Begitulah jika orang suka mencari jalan pintas. Resiko tak hanya menyangkut dirinya sendiri, namun juga mengancam keselamatan orang lain. Mungkin masih bisa dimafhumi jika jalan pintas yang dipilih dalam kategori wajar, tidak menyimpang, serta tidak mengganggu orang lain. Namun, jika jalan yang dilalui adalah jalan terlarang dan berbahaya, hal tersebut bisa berakibat fatal. Tragedi Curug itu memang patut disayangkan. Andaikan saja lintasan pacu bandara itu tak dijadikan jalan pintas oleh masyarakat, kecelakaan maut itu mungkin masih bisa dihindarkan. Tapi kenyataan berkata lain. Meskipun pagar pembatas telah terpasang di kawasan runway, pagar tersebut seringkali dijebol. Masyarakat lebih senang menerobos dan menggunakan lintasan itu sebagai jalan pintas, karena menghemat waktu, dan juga tenaga.
****
Jika menelisik sejenak peristiwa demi peristiwa yang berjalin-kelindan di negeri ini, kita mungkin menemukan kenyataan yang tak jauh berbeda dengan insiden yang terjadi di Curug Tangerang itu. Tragedi kemanusiaan yang terjadi, korupsi yang tak pernah mati dan terus menggerogoti sendi-sendi kehidupan bangsa, heboh makelar kasus di lembaga penegak hukum, mafia pajak, serta berbagai perbuatan menyimpang lainnya adalah wujud kongkrit dari usaha mencari jalan pintas yang dilakukan oleh sebagian manusia. Meskipun jalan pintas yang dipilih itu sesungguhnya diketahui sebagai jalan yang salah karena telah melanggar norma dan aturan, namun jalan itu tetap dipilih. Sebagian orang bahkan terlanjur menikmati jalan itu, dan terus berusaha mempertahankannya
Kebiasaan mencari jalan pintas tersebut -disadari atau tidak- tak bisa dilepaskan dari perkembangan tekhnologi yang begitu dahsyat menghantam kehidupan. Tak dimungkiri, bangsa ini sedang dilanda budaya instan yang sedemikian akutnya merambah kehidupan masyarakat. Budaya instan itulah yang mendorong manusia cenderung mencari jalan pintas. Memang, ditengah kepungan arus tekhnologi dan informasi yang begitu niscaya menyentuh tiap titik peradaban, kehidupan manusia semakin dipermudah. Segalanya bisa diperoleh serba cepat. Hal tersebut, mau tidak mau, mempengaruhi pola pikir masyarakat, sekaligus berdampak pada sikap dan perilaku mereka dalam memenuhi kebutuhan hidup sehari-harinya.

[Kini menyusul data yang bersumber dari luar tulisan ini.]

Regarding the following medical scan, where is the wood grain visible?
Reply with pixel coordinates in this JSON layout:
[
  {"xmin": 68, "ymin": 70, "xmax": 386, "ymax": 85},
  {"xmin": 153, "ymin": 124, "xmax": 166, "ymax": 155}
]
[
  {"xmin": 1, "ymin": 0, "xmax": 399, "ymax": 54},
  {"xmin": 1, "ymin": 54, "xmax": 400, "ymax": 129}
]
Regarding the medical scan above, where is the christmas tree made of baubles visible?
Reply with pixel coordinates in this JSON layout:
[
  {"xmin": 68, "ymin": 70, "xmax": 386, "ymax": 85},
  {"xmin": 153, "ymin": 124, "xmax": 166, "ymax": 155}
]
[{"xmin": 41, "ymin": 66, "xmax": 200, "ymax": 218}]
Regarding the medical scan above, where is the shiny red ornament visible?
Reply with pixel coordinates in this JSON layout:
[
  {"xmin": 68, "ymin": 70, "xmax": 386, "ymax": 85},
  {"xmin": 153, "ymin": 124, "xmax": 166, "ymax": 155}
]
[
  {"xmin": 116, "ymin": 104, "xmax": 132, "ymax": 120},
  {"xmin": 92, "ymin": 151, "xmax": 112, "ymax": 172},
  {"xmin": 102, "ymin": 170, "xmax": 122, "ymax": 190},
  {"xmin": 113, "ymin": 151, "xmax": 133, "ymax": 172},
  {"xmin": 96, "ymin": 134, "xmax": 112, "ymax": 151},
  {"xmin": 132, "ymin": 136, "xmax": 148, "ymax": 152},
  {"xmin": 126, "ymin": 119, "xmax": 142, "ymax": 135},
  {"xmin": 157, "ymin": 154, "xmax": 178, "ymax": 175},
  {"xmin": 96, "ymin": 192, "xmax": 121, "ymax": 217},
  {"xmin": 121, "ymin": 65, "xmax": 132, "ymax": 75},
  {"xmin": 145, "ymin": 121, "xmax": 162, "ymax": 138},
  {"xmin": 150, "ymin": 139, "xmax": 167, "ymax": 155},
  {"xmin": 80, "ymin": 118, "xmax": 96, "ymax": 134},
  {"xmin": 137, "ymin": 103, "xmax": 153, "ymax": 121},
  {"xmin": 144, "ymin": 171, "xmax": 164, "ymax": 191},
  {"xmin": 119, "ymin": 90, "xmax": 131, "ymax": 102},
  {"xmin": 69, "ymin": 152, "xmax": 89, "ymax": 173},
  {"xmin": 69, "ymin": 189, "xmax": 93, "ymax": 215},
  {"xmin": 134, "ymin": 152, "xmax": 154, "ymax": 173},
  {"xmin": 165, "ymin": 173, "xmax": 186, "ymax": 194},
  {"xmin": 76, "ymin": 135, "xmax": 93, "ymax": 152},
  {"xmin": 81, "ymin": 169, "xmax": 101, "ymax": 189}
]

Edward Burnett Tylor menyatakan, bahwa budaya atau kebudayaan merupakan suatu keseluruhan yang kompleks yang mencakup pengetahuan, keyakinan, kesenian, moral, hukum, adat-istiadat, dan segala kemampuan dan kebiasaan yang diperoleh manusia sebagai anggota masyarakat. Instan dikatakan sebagai budaya karena hal tersebut telah menjadi kebiasaan dalam masyarakat, yakni kebiasaan yang ingin mendapatkan segala sesuatu diperoleh secara serba cepat.
Ada banyak perubahan pesat terjadi dalam kehidupan. Orang lebih suka menempuh jalan pintas tanpa mau melihat resiko. Pada titik ini, proses tak lagi penting, karena orang terlanjur hanya mementingkan hasil. Banyaknya produk instan yang bisa ditemui di mana saja, baik berupa makanan, pakaian, alat komunikasi, dan teknologi merupakan salah satu faktor utama dari merebaknya budaya instan tanpa disadari. Hal ini, secara langsung atau tidak langsung, akan mempengaruhi mentalitas manusia dalam mengarungi kehidupannya.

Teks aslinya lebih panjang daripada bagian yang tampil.